Did T-Rex taste just like chicken?
Cool news, strengthening the Dinosaurs-Bird link
Tiny bits of protein extracted from a 68-million-year-old dinosaur bone have given scientists the first genetic proof that the mighty Tyrannosaurus rex is a distant cousin to the modern chicken.
Source: CNN
The study is reported in Science 13 April 2007: Vol. 316. no. 5822, p. 169
Soft tissues have been thought to be rarely if ever preserved in the fossil record, aside from some samples entombed in amber or for a few million years in ice. Recently, a femur of a Tyrannosaurus rex dating to about 67 million years ago was recovered that seemed to preserve internal soft tissues, including blood vessels within its bone. Schweitzer et al. (p. 277) and Asara et al. (p. 280) have further analyzed these tissues, as well as samples from a mastodon, and show that original collagen proteins were preserved. Mass spectrometry was used to recover at least some of the original collagen sequence.
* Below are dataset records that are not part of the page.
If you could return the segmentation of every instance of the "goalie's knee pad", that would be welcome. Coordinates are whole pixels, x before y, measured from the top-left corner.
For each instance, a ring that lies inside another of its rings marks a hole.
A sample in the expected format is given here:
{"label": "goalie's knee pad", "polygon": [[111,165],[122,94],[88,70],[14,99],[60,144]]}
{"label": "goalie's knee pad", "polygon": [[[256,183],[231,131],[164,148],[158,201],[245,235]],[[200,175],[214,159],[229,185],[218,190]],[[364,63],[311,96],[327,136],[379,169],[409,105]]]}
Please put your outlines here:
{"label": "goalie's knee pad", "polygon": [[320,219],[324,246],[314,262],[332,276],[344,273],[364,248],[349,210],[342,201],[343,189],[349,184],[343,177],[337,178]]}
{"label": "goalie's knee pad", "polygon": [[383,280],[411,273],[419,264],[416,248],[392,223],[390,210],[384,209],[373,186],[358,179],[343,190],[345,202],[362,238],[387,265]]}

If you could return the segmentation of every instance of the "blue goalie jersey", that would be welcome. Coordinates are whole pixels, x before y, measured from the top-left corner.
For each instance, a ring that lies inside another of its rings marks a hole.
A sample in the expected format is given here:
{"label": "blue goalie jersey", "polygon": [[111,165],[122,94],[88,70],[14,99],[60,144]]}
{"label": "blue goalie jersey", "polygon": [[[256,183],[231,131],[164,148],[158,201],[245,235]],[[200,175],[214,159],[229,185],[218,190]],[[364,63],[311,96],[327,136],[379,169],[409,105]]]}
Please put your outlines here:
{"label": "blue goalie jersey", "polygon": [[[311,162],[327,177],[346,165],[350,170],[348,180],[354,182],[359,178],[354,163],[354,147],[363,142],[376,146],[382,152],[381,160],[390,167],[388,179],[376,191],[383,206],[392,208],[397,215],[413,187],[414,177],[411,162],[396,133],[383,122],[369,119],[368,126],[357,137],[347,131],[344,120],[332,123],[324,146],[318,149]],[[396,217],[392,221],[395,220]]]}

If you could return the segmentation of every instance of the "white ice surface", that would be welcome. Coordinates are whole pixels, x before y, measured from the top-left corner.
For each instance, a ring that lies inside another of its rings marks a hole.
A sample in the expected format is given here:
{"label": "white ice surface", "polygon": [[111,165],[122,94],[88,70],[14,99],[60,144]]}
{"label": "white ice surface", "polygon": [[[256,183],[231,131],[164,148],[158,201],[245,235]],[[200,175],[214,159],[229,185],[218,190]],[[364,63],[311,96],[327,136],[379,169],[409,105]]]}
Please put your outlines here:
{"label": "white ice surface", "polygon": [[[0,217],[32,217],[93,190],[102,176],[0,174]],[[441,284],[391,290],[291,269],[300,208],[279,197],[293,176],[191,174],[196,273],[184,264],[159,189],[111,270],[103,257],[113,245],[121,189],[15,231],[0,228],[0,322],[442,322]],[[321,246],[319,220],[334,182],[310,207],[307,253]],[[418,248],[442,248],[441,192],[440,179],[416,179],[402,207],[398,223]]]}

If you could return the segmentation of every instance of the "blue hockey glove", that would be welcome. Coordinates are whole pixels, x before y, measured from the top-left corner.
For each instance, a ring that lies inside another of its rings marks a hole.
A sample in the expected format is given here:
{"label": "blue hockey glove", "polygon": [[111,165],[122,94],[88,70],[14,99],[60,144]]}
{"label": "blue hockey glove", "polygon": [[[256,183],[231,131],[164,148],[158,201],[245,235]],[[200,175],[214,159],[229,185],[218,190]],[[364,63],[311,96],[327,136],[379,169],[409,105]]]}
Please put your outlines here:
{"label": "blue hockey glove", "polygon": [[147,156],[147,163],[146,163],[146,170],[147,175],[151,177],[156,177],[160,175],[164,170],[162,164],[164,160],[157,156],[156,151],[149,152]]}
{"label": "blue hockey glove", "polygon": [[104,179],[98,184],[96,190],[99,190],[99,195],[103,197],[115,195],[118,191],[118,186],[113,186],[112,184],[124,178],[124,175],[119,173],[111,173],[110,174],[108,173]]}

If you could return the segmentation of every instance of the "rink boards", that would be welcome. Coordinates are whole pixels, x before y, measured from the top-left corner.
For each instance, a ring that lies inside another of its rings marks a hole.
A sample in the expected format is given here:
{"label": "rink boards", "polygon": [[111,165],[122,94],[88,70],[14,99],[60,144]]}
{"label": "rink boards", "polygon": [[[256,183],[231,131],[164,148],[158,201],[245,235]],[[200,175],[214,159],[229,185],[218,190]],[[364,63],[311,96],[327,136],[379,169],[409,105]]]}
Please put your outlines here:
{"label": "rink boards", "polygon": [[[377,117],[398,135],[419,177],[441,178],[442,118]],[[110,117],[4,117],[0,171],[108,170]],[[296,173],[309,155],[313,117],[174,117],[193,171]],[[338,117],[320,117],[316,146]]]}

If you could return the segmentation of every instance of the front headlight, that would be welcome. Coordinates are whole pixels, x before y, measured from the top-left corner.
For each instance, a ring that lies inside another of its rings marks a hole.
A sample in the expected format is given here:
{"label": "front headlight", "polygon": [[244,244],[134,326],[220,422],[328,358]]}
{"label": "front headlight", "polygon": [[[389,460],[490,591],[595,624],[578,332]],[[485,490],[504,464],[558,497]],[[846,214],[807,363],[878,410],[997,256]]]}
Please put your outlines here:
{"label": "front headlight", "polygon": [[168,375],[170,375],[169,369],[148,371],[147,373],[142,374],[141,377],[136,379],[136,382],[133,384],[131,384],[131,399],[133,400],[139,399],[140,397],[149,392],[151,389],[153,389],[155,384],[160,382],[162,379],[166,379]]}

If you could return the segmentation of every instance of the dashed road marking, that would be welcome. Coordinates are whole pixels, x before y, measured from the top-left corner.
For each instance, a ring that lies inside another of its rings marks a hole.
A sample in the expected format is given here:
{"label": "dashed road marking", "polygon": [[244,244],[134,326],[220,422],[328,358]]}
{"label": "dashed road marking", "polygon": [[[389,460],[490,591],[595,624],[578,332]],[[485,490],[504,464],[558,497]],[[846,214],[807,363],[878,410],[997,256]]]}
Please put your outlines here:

Thus, aspects of genetic information can be obtained from select samples of extinct species preserved for tens of millions of years.
The two papers are
Mary Higby Schweitzer, Zhiyong Suo,Recep Avci, John M. Asara, Mark A. Allen, Fernando Teran Arce, John R. Horner Analyses of Soft Tissue from Tyrannosaurus rex Suggest the Presence of Protein Science 13 April 2007: Vol. 316. no. 5822, pp. 277 - 280
J. M. Asara, M. H. Schweitzer, L. M. Freimark, M. Phillips, and L. C. Cantley Protein Sequences from Mastodon and Tyrannosaurus Rex Revealed by Mass Spectrometry. Science 316, 280-285 , (2007)
Now that’s real science for you. And to no-one’s surprise, science shows once again how new data supports evolution.